The EC president added, "I had an intention to make a deal today, and we made a deal today."

'Major concession'

Juncker later told reporters that Trump had made a "major concession" by agreeing not to increase tariffs on autos and parts.

The U.S. president has been mulling significant additional tariffs in the automotive sector that would have been an especially big blow to the EU's biggest economy, Germany.

The EU had already retaliated against the Trump administration's initial actions with $3 billion of tariffs on a variety of American products, including motorcycles and whiskey.

The European Commission had been preparing a list of $20 billion of U.S. goods to be hit with retaliatory tariffs, according to its trade commissioner, Cecilia Malmstrom.

Germany's economy minister quickly hailed the words of Trump and Juncker, congratulating the two in a tweet:

"The proposed solutions move in the right direction, but a significant portion of skepticism remains," said the DIHK industry group of Germany, expressing concern about the automotive sector tariffs.

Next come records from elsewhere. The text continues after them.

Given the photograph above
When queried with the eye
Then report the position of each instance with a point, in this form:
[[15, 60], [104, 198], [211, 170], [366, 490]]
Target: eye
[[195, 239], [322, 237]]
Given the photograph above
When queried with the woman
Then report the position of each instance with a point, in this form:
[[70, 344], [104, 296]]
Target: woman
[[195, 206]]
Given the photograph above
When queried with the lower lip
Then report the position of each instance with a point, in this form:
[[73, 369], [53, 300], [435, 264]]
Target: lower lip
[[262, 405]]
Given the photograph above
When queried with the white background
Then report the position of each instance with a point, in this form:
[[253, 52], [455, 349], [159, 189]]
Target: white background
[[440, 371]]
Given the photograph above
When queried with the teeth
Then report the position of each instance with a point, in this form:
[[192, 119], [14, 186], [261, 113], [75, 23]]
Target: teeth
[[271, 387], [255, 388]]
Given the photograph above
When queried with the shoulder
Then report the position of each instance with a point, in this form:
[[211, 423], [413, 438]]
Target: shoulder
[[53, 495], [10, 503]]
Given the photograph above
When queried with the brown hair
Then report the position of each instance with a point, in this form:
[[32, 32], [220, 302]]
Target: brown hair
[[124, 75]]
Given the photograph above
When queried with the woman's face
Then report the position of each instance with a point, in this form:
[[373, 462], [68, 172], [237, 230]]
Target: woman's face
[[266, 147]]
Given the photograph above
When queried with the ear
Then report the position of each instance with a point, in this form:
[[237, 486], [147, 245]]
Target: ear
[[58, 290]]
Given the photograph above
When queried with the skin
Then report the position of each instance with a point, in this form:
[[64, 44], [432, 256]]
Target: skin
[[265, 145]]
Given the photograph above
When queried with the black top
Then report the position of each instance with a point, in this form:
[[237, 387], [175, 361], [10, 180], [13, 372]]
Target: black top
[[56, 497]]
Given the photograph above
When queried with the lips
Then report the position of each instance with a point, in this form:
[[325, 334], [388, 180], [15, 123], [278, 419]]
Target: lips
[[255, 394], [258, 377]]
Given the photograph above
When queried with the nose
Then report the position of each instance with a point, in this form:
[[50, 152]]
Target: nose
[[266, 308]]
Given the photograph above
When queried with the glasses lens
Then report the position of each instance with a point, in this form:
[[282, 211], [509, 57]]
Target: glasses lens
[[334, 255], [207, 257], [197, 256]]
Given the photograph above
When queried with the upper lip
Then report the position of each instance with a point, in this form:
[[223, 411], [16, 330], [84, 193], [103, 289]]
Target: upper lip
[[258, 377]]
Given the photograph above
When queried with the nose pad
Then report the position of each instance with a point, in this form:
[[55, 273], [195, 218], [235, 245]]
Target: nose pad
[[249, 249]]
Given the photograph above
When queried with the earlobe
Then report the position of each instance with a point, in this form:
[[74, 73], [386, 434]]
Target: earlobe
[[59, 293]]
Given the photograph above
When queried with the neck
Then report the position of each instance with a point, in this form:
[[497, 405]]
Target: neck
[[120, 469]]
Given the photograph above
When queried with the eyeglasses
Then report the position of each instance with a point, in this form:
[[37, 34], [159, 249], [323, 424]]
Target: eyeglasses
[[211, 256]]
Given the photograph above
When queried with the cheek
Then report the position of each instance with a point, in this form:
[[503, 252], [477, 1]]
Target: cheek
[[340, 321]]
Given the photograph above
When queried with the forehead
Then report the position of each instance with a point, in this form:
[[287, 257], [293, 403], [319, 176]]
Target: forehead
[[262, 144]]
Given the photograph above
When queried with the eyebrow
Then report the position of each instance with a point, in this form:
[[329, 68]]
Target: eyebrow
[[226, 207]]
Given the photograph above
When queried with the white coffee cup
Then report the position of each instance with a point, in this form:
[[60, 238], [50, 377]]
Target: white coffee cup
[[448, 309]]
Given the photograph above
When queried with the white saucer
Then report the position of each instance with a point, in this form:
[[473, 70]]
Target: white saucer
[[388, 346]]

It said Washington needed to rebuild trust across the Atlantic and remove the "illegal" tariffs.

The German foreign minister, Heiko Maas, earlier had warned that Europe would not cave in to Trump's threats.

"No one has an interest in having punitive tariffs, because everyone loses in the end," Maas wrote on Twitter. "Europe will not be threatened by President Trump. If we cede once, we will often have to deal with such behavior in the future."

FILE - German Foreign Minister Heiko Maas addresses the media during a press conference in Oxford, England, April 12, 2018.
FILE - German Foreign Minister Heiko Maas addresses the media during a press conference in Oxford, England, April 12, 2018.

All agricultural products will be discussed in the planned talks between American and European officials, according to U.S. Commerce Secretary Wilbur Ross.

Immediately following the Rose Garden announcement, Trump met with 13 senators and representatives from farm states. American agricultural exports to the EU last year totaled more than $11 billion, making the continent the fifth-largest export market for American farmers.

Some of the lawmakers were outside under the colonnade when the U.S. president made his announcement about a truce, and they applauded.

Markets also cheered the joint announcement. When word of a deal leaked out just prior to the close of stock trading in New York, benchmark indexes rallied while currency dealers bought the euro, sending it soaring against the U.S. dollar.

No resolution on steel, aluminum

Some analysts were less bullish than the traders.

The joint announcement "did not advance the ball very far," said William Reinsch, a senior analyst at the Center for Strategic and International Studies.

"All in all, there is not a lot there, but it's still better than attacking each other," Reinsch, who served as undersecretary of commerce for export administration during the Clinton administration, told VOA.

"Yes, we avoided an escalation. But an avoidance of a disaster is not a success, per se," said Marie Kasperek, associate director of the Global Business and Economics Program at the Atlantic Council, a global affairs think tank in Washington.

She expressed disappointment that there was no immediate resolution of the steel and aluminum tariffs issue and no deadline set for one.

"I don't see how the EU, after having used the mantra 'we are not negotiating with a gun held to our head' for weeks and months, will be able to negotiate anything without losing face," Kasperek told VOA.